The man on the screen kept talking, but my attention was drawn to the pit. The light grew brighter and brighter as the humming increased.

“… Lastly, let me remind you that while you might feel very good at the moment, that won’t be the case on Tirnanog. The planet has roughly two times the gravity of Earth. The changes to your bodies should have already accomplished the bare minimum to have you survive under those conditions. Additionally, Tirnanog is revolving around a white dwarf in very close proximity. Meaning that it will be unpleasantly bright until you have adapted to the environment.”

The man on the screen nodded gravely.

“Let me wish you the best of luck.
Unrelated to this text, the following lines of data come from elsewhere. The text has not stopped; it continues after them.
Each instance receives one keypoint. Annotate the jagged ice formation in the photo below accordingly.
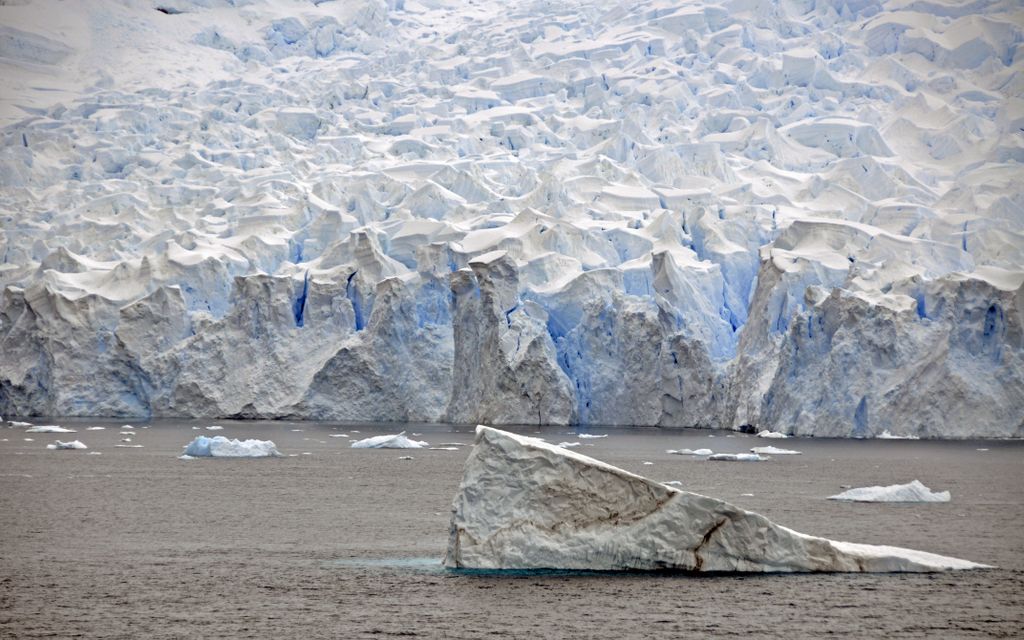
(805, 216)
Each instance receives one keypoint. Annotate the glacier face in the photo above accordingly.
(802, 216)
(525, 504)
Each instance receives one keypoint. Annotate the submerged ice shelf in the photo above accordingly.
(804, 217)
(526, 504)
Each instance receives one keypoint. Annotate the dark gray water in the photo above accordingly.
(347, 543)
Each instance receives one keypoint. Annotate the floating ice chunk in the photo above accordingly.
(689, 452)
(389, 441)
(774, 451)
(911, 492)
(886, 435)
(737, 457)
(525, 504)
(49, 429)
(73, 444)
(219, 446)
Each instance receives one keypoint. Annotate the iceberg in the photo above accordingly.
(72, 444)
(774, 451)
(220, 446)
(525, 504)
(397, 440)
(736, 458)
(48, 429)
(911, 492)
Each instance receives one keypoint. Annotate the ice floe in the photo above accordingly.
(220, 446)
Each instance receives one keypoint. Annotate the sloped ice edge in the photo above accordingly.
(525, 504)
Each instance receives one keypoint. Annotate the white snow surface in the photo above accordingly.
(397, 440)
(526, 504)
(801, 215)
(736, 458)
(220, 446)
(774, 451)
(72, 444)
(911, 492)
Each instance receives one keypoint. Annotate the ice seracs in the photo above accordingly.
(911, 492)
(220, 446)
(788, 216)
(526, 504)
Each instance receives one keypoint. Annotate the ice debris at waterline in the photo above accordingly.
(774, 451)
(736, 458)
(717, 214)
(61, 445)
(397, 440)
(48, 429)
(526, 504)
(911, 492)
(220, 446)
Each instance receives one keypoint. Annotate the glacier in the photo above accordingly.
(525, 504)
(803, 217)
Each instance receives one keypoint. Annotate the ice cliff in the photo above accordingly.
(802, 216)
(525, 504)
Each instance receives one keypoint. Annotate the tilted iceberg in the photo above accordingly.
(526, 504)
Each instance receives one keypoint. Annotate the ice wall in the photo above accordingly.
(803, 216)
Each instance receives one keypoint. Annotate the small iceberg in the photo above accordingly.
(48, 429)
(886, 435)
(397, 440)
(736, 458)
(219, 446)
(911, 492)
(73, 444)
(774, 451)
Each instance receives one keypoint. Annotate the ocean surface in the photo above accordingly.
(331, 542)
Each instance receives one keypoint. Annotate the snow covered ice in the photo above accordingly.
(72, 444)
(801, 216)
(220, 446)
(911, 492)
(398, 440)
(525, 504)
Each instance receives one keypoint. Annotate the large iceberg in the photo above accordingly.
(800, 217)
(526, 504)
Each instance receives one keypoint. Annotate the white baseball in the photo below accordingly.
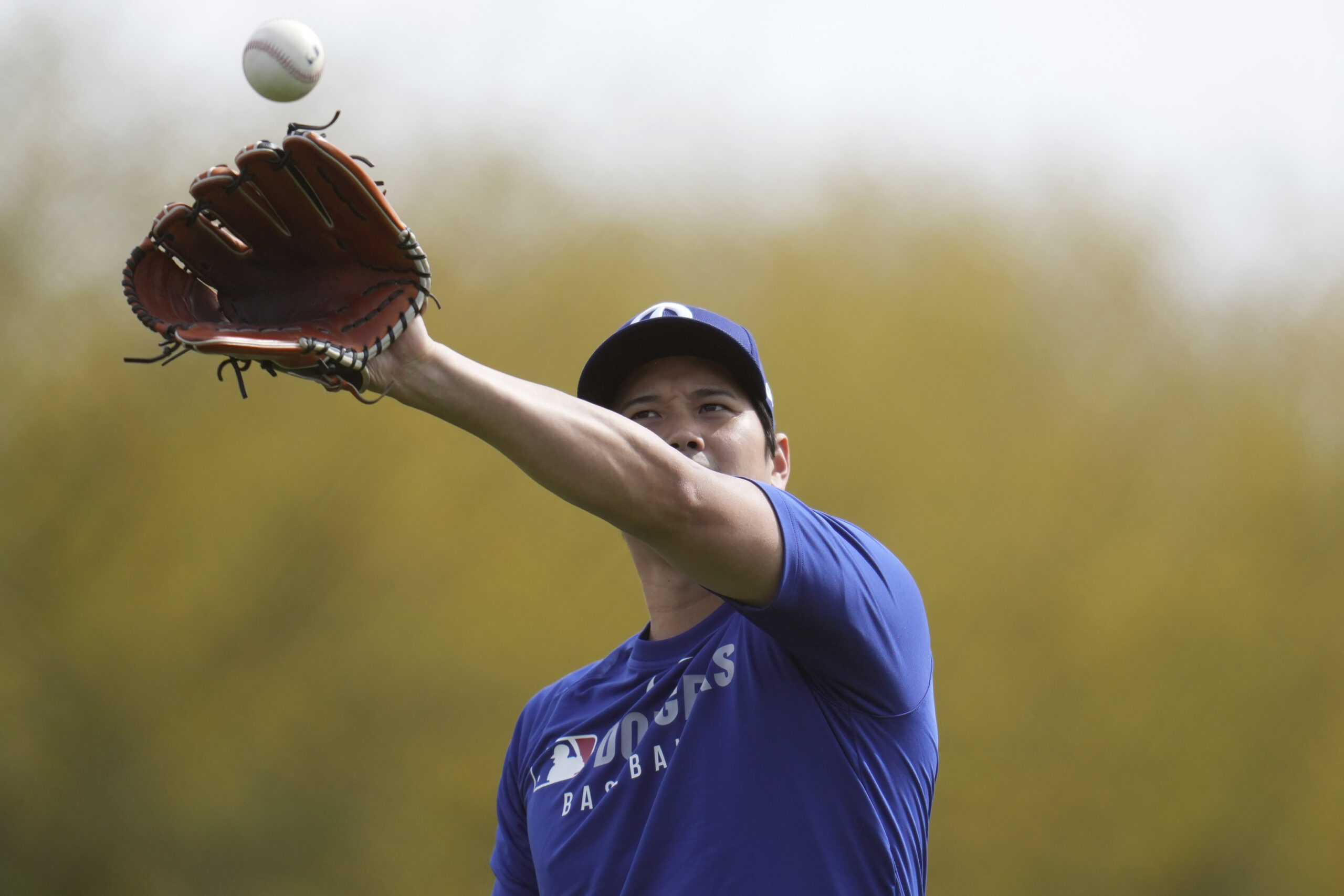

However inhumane your punishment may seem, random evolution and mutation is the only path that’s left to move forward for humanity. All other attempts have failed, so our hopes rest on you.”

I desired nothing more than to curse this man and his speech, but at that moment my wheelchair tipped forward over the pit's edge. I was left hanging at a ninety-degree angle above the flickering energy effect that now filled the entire pit.

The whirring noise became all-encompassing as it droned out the so-called scientist’s voice. From my point of view, his methods sounded like nothing more than the random experiments an alchemist of old may have used.

Already guessing at what would happen, I tried to fumble for purchase with my hands, but it was futile. Whoever had designed these chairs made sure the prisoners had no easy handholds.

Wavering, and whirling, the light rose from the bottom of the pit. It wasn’t what I had expected the wormhole to look like. But hadn’t the scientist said that the other side was illuminated by a white dwarf?

Before I could finish the thought, my restraints and those of forty-nine other exiles released, dropping us into the pit and onto another world.